Ten Poems for Breakfast, Ana SampsonThe jacket is filled with a beautiful, full colour design of coffee pot, tea pot, cups, stars, flowers, the sun in the sky, a suggestion of trees and ills. Dominant colours are pale green, white, red and orange. The title and author details are centred in black lower case inside a modest rectangular box placed in the top third of the jacket, with a white background and a mustard border line.

Candlestick Press, 2019    £5.95

Strange birds

In ten poems selected because they all have some link to breakfast you might well expect one to contain hens, and you would not be wrong:

Barefoot, I walk to the hen house,
lift the door — reach
into the sanctuary of straw,
find the egg warm
in the cup of my hand.

The new hen still clucking,
I drop the egg into a pot of water,
butter toast, measure time.
    [‘Cherry Blossom’ by Lani O’Hanlon]

So, no fluffy yellow chick to be hatched from that egg then. But it seems hens are not the only birds to be found clucking, flying and singing their way through these poems. In ‘Toaster’, by Olga Dermott-Bond:

Each Sunday morning
the bread would often get stuck
or launch itself high

across the kitchen
where dad would catch it, juggling
each flapping bird with

blackened wings. His dance
made us laugh.

This poem centred round a father sits next to ‘Breakfast with Mother’ by Catherine Edmunds, in which ‘birds in a tree hold forbidden conversations, faking / righteousness in the sight of God’.
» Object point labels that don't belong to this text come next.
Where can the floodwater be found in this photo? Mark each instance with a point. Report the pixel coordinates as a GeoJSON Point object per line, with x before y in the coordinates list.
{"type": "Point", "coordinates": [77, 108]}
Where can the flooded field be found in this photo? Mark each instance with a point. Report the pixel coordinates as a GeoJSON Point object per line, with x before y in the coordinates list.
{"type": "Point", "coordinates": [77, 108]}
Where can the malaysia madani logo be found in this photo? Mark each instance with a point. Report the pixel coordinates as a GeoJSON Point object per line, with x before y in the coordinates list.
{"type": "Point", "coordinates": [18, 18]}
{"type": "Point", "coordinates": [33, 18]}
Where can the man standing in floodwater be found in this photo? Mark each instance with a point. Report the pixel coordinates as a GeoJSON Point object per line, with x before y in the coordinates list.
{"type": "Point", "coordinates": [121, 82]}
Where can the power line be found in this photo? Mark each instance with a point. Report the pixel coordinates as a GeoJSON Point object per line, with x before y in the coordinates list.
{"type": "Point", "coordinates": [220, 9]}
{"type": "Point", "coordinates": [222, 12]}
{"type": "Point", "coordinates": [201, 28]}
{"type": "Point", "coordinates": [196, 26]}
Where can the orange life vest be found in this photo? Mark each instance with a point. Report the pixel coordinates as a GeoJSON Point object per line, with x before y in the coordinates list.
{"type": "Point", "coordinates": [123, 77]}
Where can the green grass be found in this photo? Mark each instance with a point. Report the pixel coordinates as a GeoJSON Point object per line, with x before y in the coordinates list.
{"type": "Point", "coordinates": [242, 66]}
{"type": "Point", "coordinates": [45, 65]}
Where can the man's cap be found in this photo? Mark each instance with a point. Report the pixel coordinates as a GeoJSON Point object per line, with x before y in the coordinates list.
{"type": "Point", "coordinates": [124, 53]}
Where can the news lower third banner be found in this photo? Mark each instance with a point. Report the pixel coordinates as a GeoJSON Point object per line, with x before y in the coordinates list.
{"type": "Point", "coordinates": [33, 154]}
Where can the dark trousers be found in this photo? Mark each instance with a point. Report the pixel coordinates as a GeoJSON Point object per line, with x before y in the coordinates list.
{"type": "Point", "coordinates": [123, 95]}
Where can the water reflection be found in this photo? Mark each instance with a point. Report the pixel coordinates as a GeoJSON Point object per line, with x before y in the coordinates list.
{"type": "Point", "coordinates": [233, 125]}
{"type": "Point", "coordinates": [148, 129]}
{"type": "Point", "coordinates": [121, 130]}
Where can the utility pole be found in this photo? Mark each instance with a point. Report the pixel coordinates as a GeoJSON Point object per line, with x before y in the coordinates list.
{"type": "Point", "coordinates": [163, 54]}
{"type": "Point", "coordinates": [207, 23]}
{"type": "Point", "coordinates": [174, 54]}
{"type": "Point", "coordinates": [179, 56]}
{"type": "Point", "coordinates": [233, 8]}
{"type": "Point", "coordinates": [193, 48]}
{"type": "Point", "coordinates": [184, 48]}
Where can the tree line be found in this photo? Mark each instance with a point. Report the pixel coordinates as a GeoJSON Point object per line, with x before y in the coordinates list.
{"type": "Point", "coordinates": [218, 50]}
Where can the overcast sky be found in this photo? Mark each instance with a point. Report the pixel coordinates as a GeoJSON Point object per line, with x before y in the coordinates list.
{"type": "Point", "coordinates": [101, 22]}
And in ‘A Miracle for Breakfast’, by Elizabeth Bishop, birds are, in part, responsible for the miracle:

In front, a baroque white plaster balcony
added by birds, who nest along the river,
— I saw it with one eye closed to the crumb —

and galleries and marble chambers. My crumb
my mansion, made for me by a miracle,
through ages, by insects, birds, and the river
working on stone.

A ‘small brown bird’ flies towards Ted Kooosner in ‘Poem before Breakfast, ‘ferrying light / on its back, on its gliding wings,’ so someone is clearly up before the lark.

And thanks to Charles Simic, crows put in an appearance and ‘my dear Helen, / Who is also a strange bird.’

I expected these poems to make me feel hungry, and they did. But not for porridge or croissants. They made me hungry for more characters like Helen. And for lunch, birds. For dinner, birds. For afternoon, tea and supper ... birds.

If that makes me like Helen, I offer no apology.